There are so many feelings and thoughts, maybe even fears that permeate this event. First of all it is my heart and soul that sits in the middle of this run. I just never imagined that when I had the stroke, this is what would come of it. Looking forward at the great unknown and standing at the edge of my fears and hoping that God would divide the waters of impossibilities. I mean He did it for the israelites, then He sure can do it for me. There is always the unexpected or the unknown when we step out of the box of comfort. Well in my case there was no comfort, in the box or out, so why not just go for it?! Why not lead a life worth living?! I mean, thousands of people everyday just go through the motions, not really knowing who or what they really are. What they are made of! I am at the edge of something beautiful, maybe not, the one thing I know is that I am here in this moment. Willing to climb beyond what I can take. I want to live a life worthy of victory.

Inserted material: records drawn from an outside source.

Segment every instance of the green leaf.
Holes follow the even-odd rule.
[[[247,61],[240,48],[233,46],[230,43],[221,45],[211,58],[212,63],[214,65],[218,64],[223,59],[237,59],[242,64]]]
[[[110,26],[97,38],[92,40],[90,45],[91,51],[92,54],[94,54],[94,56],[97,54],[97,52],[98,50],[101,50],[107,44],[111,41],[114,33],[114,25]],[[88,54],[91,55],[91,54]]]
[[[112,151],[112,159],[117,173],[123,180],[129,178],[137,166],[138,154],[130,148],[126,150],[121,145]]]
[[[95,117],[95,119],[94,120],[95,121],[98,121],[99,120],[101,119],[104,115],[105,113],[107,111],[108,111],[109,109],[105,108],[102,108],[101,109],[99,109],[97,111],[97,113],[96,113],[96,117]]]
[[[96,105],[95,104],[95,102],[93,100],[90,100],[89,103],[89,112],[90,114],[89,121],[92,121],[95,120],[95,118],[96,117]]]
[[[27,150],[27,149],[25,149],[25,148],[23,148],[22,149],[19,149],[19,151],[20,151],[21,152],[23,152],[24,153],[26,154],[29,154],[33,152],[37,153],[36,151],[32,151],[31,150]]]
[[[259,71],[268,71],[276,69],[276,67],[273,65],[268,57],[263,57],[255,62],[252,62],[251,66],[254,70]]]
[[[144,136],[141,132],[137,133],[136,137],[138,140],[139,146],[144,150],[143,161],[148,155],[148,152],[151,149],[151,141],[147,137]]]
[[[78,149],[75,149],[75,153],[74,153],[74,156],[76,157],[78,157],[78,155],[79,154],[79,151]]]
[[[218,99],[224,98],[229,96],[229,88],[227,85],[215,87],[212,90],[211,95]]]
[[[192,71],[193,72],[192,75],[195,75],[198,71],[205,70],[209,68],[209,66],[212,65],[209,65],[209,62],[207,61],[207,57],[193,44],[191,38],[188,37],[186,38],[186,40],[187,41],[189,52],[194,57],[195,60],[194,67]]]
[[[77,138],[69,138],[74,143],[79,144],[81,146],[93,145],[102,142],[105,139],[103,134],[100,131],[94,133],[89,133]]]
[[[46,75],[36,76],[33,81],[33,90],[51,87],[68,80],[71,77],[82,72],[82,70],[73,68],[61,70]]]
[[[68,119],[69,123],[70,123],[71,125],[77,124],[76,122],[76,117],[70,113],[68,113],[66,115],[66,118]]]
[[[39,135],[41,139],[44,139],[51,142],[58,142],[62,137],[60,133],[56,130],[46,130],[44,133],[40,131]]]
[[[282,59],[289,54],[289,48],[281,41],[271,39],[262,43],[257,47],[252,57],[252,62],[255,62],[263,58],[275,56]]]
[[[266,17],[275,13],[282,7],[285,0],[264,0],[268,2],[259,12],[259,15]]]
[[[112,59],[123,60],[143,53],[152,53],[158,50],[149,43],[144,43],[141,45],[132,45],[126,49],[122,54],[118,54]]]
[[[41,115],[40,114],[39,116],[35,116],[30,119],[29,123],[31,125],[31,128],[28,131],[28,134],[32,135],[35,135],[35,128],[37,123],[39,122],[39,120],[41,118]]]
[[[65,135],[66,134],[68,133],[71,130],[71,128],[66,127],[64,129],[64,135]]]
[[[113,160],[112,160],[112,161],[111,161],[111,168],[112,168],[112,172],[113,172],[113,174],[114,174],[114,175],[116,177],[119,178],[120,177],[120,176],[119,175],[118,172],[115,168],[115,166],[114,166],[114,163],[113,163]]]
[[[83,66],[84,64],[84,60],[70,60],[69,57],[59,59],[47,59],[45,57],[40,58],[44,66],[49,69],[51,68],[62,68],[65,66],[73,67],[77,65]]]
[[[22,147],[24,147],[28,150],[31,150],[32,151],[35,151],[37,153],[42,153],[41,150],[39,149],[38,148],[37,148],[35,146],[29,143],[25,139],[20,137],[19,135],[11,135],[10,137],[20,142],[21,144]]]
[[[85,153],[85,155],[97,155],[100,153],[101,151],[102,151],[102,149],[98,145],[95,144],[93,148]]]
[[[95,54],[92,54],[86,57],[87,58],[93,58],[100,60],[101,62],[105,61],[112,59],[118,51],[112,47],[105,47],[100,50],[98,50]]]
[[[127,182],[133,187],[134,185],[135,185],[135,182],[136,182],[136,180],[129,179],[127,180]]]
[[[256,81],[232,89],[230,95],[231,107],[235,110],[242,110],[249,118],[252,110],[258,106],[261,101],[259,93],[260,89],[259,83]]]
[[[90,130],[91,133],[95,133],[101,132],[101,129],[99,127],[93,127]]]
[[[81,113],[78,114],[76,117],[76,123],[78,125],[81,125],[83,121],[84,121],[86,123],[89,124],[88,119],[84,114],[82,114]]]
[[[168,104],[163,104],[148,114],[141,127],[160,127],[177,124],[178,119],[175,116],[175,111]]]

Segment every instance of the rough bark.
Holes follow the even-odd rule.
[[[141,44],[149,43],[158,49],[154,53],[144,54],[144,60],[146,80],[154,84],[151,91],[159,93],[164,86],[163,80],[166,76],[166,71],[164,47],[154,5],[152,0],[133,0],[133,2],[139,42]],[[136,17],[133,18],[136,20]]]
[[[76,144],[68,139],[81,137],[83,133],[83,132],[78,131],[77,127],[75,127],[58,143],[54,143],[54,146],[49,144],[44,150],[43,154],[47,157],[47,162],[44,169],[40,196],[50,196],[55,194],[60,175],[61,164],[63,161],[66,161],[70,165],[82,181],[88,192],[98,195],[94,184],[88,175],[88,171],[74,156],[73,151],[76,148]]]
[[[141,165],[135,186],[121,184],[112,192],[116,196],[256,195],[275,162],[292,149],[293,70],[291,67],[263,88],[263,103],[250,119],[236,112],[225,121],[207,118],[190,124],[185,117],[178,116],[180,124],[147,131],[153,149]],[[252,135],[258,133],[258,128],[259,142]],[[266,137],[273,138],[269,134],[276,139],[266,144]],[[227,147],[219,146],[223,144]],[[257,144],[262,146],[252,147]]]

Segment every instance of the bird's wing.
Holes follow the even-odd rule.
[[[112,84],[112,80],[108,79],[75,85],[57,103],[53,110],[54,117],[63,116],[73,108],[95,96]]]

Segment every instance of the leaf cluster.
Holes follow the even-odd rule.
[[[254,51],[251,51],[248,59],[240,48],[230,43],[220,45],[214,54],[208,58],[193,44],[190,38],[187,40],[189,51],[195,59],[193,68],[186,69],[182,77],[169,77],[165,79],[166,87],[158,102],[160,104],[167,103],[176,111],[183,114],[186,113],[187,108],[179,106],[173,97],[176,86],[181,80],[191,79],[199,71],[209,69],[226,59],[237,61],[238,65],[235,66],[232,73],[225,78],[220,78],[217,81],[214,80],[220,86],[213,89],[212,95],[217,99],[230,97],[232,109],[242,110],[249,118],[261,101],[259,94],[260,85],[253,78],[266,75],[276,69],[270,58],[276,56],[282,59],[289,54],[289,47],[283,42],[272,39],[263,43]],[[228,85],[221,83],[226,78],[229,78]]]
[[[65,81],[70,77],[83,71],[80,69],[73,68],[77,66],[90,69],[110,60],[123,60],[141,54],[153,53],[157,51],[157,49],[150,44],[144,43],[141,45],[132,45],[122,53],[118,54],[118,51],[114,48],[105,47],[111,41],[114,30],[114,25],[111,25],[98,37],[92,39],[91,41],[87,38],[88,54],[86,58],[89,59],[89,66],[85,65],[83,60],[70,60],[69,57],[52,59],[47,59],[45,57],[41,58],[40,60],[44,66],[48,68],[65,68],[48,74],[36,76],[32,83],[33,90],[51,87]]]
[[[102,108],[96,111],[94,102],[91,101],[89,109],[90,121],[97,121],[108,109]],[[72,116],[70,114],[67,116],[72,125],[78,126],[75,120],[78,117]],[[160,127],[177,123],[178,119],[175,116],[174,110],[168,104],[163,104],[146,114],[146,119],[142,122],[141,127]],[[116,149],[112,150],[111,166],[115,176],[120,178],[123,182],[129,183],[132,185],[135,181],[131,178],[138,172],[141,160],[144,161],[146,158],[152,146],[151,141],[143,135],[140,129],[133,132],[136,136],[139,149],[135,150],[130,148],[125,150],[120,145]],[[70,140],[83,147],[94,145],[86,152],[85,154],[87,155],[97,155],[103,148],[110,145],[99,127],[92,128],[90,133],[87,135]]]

I am willing to bleed that hope, that monumental moment of change!
We all want to live beyond the borders of complacency in some way or another. It is when we step out that we really find out who we are. In just a few days I am going to step out of a dream and right into reality!! I am scarred and I am excited. I can almost taste the finish line!! Now that almost all the planning has occurred it is simply time to put the feet to the pavement of success. By Gods amazing grace I hope that this will happen, I know it will because I have people who believe in me, who are praying for me and I have people who are running with me. One of the most amazing gifts are friendship. Running a literal race with people who are willing to sacrifice their time and their bodies to the cause is simply beautiful.
I will soon be standing among champions, people who wish to live beyond words! I will be standing among the fields of wonder and clouds of dreams! This is the moment I have been waiting for. Bringing hope and love! This stroke hasn't seen nothing yet!!